Geyang (Albert) Xu
I am Albert (Geyang) Xu, a researcher and engineer focused on data-centric AI, ML system reliability, and governance. My goal is to define the frameworks for reliability and governance in the next generation of ML/data pipelines.
I hold a Master’s degree in Computer Science from UC San Diego (GPA: 3.88/4.0) and a Bachelor’s degree from the University of Liverpool (GPA: 3.93/4.0).
Currently, I work as a Manufacturing Data Analyst at Fuyao Glass America, building clean analytics layers and monitoring production reliability. Previously, I was a Research Engineer at the UCSD Halıcıoğlu Data Science Institute (HDSI), where I co-authored research on stress-testing ML pipelines.
I am actively applying for PhD positions for Fall 2026. My research interests lie at the intersection of data management and machine learning, specifically:
- Data-Centric Robustness: Stress-testing ML pipelines with adversarial data corruption.
- ML Reliability & Governance: Systematic approaches to monitoring and explaining ML system failures.
- Data Provenance: Tracking and managing data quality in complex streaming systems.
Research Philosophy
At Fuyao, I spend my days building analytics layers, designing experiments, and monitoring production to make our data systems transparent, stable, and traceable. At 4Pexonic, I witnessed the other side of the data lifecycle—how large-scale bibliographic data is collected, cached, and aggregated to produce metrics like “research impact” and “disciplinary trends.” There, technical decisions like caching strategies and latency handling directly shaped how the academic ecosystem was perceived.

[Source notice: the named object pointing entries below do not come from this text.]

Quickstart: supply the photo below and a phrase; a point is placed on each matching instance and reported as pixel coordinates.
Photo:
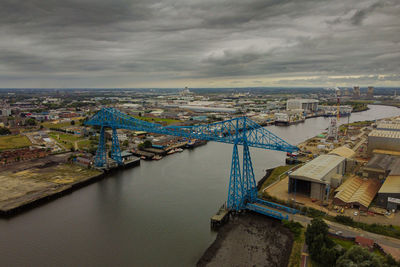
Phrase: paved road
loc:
(351, 232)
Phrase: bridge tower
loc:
(101, 154)
(242, 185)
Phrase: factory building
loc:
(356, 92)
(383, 140)
(378, 167)
(389, 194)
(316, 178)
(356, 192)
(347, 153)
(370, 92)
(307, 105)
(388, 126)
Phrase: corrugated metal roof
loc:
(317, 169)
(388, 126)
(384, 133)
(387, 152)
(343, 151)
(380, 161)
(395, 167)
(391, 184)
(358, 190)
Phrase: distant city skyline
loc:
(199, 44)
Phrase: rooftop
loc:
(388, 126)
(343, 151)
(385, 133)
(380, 161)
(358, 190)
(318, 168)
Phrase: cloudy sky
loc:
(202, 43)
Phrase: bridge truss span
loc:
(238, 131)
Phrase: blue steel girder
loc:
(101, 154)
(224, 132)
(115, 149)
(235, 194)
(238, 131)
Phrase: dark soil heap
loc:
(250, 240)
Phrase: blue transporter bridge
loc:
(242, 192)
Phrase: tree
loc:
(147, 144)
(30, 122)
(4, 131)
(125, 143)
(358, 256)
(322, 248)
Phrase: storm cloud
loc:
(210, 43)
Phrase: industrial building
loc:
(349, 154)
(378, 167)
(383, 140)
(307, 105)
(356, 92)
(356, 192)
(370, 92)
(316, 177)
(388, 126)
(389, 193)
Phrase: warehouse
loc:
(383, 140)
(388, 126)
(347, 153)
(389, 194)
(356, 192)
(315, 178)
(378, 167)
(307, 105)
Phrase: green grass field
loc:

These experiences reinforced a common theme: engineering roles are often about executing within existing rules and standards. I can optimize a coating line’s data pipeline or tune an analytics platform for low latency, but I have little influence over how we evaluate and govern these systems in the first place.
What truly fascinates me is not just maintaining stability, but defining the general frameworks for reliability and governance in the next generation of ML and data pipelines. How should we describe and inject data errors? How do we perform systematic stress testing on complex pipelines? How do we translate these results into evidence that engineers, stakeholders, and regulators can trust?
These questions go far beyond individual engineering practice; they require systematic research and community consensus. For me, pursuing a PhD is not just about obtaining another degree—it is the necessary path from being someone who executes existing standards to someone who helps define them.